A lintel mostra rituais envolvendo o deus do sol e Cheleew Chan K’inich, um dos últimos governantes da antiga cidade maia de Yaxchilán, e é assinada pelo gravador conhecido como Mayuy. Especialistas destacam a singularidade da assinatura do artista, uma das poucas registradas entre as obras maias antigas.
Contexto histórico e disputa de propriedade
A peça foi documentada pela primeira vez por exploradores americanos em meados do século XX, Dana e Ginger Lamb, em florestas tropicais do norte da Guatemala e do sul do México, na região próximo ao rio Usumacinta.

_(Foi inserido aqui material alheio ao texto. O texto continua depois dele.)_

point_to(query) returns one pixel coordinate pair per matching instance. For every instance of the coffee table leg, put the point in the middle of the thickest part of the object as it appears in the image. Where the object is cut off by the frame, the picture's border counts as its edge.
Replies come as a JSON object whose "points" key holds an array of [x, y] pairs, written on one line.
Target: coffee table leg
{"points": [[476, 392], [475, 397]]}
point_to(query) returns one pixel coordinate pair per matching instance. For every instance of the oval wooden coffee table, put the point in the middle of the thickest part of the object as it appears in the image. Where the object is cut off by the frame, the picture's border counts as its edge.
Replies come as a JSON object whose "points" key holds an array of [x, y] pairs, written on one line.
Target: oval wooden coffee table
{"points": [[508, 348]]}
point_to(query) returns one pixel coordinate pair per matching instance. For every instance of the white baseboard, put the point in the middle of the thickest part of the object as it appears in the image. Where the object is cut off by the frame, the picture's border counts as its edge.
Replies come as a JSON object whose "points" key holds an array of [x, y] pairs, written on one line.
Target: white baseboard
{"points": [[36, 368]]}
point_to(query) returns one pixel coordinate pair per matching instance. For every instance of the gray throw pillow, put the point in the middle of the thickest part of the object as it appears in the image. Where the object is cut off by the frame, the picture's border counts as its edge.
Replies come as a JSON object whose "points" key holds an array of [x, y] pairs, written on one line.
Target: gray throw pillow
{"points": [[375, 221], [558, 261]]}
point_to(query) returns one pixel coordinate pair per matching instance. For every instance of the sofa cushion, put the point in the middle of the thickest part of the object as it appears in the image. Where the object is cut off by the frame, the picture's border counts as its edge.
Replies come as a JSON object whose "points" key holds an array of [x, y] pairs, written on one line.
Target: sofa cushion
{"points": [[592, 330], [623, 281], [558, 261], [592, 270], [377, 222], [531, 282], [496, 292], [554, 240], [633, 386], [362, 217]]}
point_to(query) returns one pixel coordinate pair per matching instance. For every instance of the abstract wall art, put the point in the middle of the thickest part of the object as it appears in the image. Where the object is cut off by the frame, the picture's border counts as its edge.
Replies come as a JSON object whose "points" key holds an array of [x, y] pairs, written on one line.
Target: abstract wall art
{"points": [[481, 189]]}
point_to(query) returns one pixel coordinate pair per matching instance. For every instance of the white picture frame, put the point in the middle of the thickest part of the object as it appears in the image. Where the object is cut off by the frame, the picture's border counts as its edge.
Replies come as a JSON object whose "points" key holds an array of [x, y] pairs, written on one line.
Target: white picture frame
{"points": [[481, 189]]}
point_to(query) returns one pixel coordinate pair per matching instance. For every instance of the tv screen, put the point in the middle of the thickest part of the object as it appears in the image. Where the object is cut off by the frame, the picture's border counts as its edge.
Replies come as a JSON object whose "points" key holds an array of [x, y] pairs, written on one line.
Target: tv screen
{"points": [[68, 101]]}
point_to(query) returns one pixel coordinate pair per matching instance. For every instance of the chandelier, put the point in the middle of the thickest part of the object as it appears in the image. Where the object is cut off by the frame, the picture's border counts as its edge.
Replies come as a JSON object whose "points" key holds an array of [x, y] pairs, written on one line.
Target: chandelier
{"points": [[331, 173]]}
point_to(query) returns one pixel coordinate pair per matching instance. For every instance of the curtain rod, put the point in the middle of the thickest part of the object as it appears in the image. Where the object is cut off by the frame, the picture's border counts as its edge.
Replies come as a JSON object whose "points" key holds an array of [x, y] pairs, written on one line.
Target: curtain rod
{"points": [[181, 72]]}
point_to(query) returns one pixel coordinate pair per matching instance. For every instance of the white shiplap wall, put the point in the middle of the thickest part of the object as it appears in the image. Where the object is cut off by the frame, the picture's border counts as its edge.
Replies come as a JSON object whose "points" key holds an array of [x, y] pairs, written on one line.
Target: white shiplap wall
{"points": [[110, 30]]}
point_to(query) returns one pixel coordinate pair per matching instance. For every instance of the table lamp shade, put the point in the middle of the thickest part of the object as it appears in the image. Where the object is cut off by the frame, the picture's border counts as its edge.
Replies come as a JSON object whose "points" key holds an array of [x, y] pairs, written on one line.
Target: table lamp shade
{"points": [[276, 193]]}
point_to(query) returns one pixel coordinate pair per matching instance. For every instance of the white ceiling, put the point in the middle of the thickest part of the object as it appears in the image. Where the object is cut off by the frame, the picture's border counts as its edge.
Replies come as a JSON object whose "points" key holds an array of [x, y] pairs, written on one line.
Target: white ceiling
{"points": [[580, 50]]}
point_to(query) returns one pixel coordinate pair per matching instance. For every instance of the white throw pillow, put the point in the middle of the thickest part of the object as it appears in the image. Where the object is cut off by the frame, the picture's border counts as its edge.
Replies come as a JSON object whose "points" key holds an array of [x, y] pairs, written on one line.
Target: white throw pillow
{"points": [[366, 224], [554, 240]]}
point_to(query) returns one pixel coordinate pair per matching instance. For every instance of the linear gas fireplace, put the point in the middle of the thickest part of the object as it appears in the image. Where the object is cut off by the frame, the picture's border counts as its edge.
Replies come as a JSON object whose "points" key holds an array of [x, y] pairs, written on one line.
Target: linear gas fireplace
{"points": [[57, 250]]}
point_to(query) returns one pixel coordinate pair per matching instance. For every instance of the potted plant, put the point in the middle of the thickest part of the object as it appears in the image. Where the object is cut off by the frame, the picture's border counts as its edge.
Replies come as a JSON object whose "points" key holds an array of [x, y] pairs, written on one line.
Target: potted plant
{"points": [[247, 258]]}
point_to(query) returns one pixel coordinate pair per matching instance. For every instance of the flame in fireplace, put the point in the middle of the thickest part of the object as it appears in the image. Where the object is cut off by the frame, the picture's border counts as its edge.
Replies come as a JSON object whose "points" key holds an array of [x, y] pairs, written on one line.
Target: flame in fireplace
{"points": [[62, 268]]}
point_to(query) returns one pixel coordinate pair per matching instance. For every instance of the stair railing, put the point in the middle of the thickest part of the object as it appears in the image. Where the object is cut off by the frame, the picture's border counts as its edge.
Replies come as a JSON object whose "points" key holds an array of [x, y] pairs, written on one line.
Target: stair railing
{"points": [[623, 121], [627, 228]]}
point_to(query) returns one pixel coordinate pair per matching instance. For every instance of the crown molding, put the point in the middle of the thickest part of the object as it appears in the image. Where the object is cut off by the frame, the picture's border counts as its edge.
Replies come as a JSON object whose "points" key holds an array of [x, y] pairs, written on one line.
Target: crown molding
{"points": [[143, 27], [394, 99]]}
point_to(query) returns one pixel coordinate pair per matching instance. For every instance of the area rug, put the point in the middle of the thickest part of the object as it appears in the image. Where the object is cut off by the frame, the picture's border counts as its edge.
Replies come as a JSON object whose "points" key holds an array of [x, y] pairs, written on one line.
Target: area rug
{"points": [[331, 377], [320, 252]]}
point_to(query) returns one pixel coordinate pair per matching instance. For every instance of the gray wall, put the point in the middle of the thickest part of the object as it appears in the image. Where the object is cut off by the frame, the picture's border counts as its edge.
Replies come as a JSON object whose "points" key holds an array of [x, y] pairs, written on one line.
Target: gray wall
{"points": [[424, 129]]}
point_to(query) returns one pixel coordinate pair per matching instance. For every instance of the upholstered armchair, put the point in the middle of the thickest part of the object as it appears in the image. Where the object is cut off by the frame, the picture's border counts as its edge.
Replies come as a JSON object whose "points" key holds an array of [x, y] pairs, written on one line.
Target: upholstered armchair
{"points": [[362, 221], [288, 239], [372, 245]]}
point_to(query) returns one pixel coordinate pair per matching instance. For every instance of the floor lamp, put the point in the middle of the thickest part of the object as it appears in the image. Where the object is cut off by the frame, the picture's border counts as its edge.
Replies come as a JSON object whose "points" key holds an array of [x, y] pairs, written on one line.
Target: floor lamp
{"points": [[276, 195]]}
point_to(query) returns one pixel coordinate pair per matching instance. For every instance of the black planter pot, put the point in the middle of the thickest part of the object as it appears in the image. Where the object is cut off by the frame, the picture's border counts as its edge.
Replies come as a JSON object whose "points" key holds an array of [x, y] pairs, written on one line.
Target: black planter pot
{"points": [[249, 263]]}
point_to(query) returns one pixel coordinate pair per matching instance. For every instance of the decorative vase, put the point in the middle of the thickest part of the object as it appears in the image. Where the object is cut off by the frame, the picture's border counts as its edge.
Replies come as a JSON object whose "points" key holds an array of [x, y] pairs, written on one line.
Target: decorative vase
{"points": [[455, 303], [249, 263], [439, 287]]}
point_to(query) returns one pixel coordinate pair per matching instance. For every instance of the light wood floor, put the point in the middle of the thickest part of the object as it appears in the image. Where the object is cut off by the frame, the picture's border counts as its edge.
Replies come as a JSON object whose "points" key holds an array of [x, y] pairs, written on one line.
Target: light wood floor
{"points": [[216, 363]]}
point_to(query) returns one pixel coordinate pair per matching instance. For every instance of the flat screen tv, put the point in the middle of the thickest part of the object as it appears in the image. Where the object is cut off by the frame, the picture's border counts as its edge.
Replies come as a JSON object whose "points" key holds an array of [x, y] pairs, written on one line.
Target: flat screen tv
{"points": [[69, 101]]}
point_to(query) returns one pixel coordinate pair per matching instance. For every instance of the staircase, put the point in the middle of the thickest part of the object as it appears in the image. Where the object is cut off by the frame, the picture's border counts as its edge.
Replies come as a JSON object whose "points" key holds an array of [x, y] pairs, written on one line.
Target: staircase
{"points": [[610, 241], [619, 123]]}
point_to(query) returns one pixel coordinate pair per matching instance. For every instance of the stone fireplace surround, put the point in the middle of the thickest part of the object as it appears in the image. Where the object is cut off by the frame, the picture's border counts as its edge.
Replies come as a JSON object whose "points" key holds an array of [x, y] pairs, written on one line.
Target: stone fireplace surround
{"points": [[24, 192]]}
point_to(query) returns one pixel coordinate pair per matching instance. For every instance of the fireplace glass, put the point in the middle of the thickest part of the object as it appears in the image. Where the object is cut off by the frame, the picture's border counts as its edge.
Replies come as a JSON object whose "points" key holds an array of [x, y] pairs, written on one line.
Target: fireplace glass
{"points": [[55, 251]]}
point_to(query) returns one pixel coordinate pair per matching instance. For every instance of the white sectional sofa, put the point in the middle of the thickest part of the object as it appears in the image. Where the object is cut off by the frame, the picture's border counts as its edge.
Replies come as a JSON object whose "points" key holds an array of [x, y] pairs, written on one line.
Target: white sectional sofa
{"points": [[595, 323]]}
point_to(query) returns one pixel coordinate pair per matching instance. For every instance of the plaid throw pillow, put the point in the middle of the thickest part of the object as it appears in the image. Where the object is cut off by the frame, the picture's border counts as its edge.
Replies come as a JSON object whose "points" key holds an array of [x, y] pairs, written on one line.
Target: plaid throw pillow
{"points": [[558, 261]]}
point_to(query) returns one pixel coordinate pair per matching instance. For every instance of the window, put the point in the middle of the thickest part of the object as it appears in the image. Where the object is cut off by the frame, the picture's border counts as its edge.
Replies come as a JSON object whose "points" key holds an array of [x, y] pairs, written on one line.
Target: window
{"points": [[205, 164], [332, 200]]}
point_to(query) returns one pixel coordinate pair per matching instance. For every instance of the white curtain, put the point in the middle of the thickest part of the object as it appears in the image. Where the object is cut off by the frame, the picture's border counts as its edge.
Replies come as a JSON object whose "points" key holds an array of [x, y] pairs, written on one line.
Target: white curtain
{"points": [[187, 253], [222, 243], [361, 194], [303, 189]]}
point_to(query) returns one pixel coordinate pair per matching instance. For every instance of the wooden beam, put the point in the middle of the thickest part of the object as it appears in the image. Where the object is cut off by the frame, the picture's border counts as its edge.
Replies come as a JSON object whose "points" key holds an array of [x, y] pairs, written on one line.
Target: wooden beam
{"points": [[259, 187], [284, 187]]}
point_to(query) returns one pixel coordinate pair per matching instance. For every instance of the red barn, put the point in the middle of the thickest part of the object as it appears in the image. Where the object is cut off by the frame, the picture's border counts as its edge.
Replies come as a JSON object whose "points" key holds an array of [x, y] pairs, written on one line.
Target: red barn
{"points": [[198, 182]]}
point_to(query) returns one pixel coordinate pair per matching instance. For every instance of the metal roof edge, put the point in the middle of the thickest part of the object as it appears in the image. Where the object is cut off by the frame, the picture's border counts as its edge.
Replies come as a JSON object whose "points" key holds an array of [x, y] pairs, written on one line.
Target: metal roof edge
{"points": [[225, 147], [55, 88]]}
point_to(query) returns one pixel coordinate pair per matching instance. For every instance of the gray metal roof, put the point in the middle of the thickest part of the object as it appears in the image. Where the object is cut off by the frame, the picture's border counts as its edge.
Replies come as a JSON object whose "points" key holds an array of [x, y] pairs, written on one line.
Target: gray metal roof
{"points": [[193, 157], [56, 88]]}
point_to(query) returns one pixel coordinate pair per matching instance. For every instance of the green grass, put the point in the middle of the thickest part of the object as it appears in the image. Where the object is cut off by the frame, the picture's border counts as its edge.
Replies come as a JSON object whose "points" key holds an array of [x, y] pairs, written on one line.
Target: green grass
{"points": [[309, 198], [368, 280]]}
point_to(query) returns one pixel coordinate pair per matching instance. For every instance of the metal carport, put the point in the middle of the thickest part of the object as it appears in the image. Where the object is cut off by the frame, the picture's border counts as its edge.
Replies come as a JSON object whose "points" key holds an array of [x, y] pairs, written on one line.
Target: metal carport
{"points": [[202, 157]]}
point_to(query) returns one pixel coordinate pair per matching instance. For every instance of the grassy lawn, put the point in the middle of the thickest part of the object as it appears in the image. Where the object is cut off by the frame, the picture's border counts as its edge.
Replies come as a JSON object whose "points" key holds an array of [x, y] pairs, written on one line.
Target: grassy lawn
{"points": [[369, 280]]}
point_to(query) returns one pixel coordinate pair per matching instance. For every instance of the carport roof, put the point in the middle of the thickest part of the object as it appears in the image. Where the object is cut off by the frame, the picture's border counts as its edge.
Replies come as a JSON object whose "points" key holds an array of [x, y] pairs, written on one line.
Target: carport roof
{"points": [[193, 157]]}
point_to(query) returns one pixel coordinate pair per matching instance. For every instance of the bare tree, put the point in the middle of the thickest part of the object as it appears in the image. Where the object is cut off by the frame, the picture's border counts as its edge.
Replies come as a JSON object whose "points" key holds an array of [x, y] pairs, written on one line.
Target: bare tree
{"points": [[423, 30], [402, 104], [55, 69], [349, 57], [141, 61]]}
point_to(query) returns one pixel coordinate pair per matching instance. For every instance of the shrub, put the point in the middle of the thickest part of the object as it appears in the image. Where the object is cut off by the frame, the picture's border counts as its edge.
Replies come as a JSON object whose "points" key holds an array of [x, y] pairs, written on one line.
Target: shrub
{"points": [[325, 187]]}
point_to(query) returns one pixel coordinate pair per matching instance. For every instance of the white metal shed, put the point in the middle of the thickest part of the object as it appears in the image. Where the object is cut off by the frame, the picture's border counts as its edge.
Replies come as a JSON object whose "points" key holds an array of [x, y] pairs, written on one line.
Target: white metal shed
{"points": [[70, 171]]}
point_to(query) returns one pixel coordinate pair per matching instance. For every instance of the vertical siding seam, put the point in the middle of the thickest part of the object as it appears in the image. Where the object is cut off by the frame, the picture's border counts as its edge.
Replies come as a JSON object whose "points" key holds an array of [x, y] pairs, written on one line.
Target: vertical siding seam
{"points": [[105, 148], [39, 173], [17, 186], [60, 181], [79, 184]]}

O local original é próximo a esse curso d’água, que hoje separa os dois países.
Pesquisas de Stephen Houston, professor de antropologia, apontam que a descoberta ocorreu no lado guatemalteco do Usumacinta. A confusão sobre a posse resulta de ambiguidades históricas da região e de interpretações diferentes sobre a onde a lintel foi encontrada.
A cobertura do caso, segundo reportagem da Art Newspaper e análises de Cultural Property News, sugere que decisões apressadas sobre restituição podem produzir equívocos. Guatemala apresentou reivindicação poucas horas após a repatriação ser concluída, segundo as fontes citadas.